# Negril.com Message Board Forums > Negril Message Board >  Flour Sack shirt & pants

## Gwhizman

My first memory of Negril is buying a Flour sack shirt from a road side
vendor (down by Ms Mary's) wore it until i fell apart.  Anyone know
of a local that still makes them?  

Example:

----------


## wnyjim

Awesome shirt. Would also like to know where to get one.

----------


## NoWorries4 me

Me too!  I love it!

----------


## pine tree john

flour sack shorts 1977 .

----------


## Kahuna3

Like this you mean?  (Feb 1981)

----------


## Gwhizman

> Like this you mean?  (Feb 1981)


Yes, they were everywhere and the best beach shirt I've ever had.

----------


## Hussyband

I'd love one of those.  I don't think I have ever seen any for sale, I would definitely buy/wear that.

----------


## yetta

Sweet!  Definitely my kind of true designer clothing!!!  :Smile:   Unique, long lasting and fashionable....and quite affordable!  Some innovative Jamaican could bring this line back to the sales racks and make a nice profit today!!  Thanks for the great old school photos!

----------


## rjonsun

I had some flour sack pants in the early 70's but they were from India, not Jamaica.
Reagards,
Bob

----------


## johng

It used to be that a lot of women in Negril sewed so all they needed was the material and they banged them out. Not sure if flour in JA is even handled in cloth sack as back in the old days. If the sack clothing could be found in JA most likely in Kingston at Devon House Shops.

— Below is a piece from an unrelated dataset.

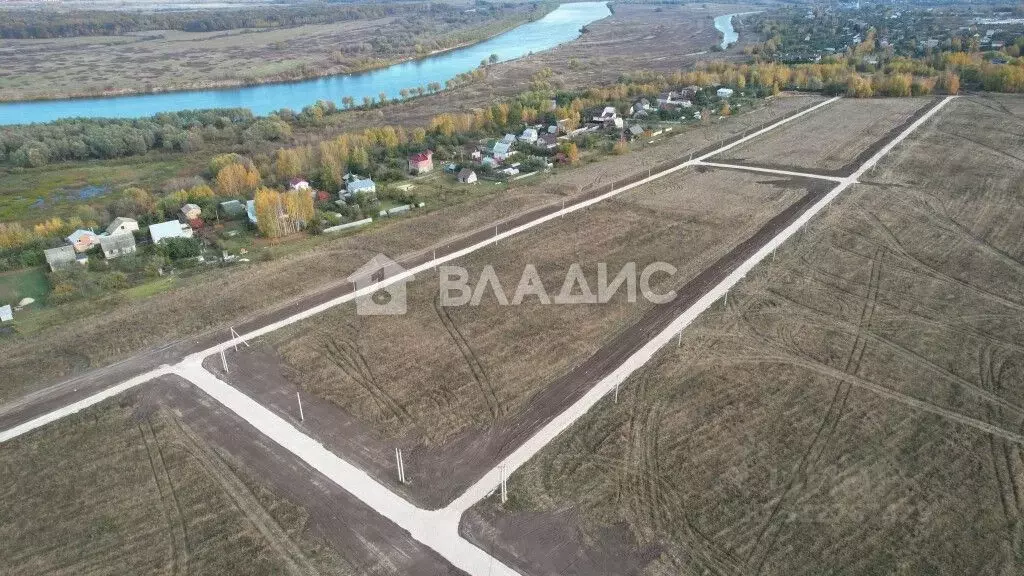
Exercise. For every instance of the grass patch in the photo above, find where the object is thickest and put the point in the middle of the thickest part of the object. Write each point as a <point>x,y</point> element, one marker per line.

http://www.devonhousejamaica.com/Sho...nHousepg11.htm

----------


## deanna

> like this you mean?  (feb 1981)
> 
> Attachment 39351


luv it!!!

----------


## Jamakafun

Maybe they could use rice sacks, but they might be a little sweaty?  I think they are that plastic burlap stuff.

----------


## Comforts of Home Nursing

> My first memory of Negril is buying a Flour sack shirt from a road side
> vendor (down by Ms Mary's) wore it until i fell apart.  Anyone know
> of a local that still makes them?  
> 
> ExampleAttachment 39350:


Have never seen anything like this in the few years I have been here!

----------


## billndonna

I would so own 2 or 3 of these!!

----------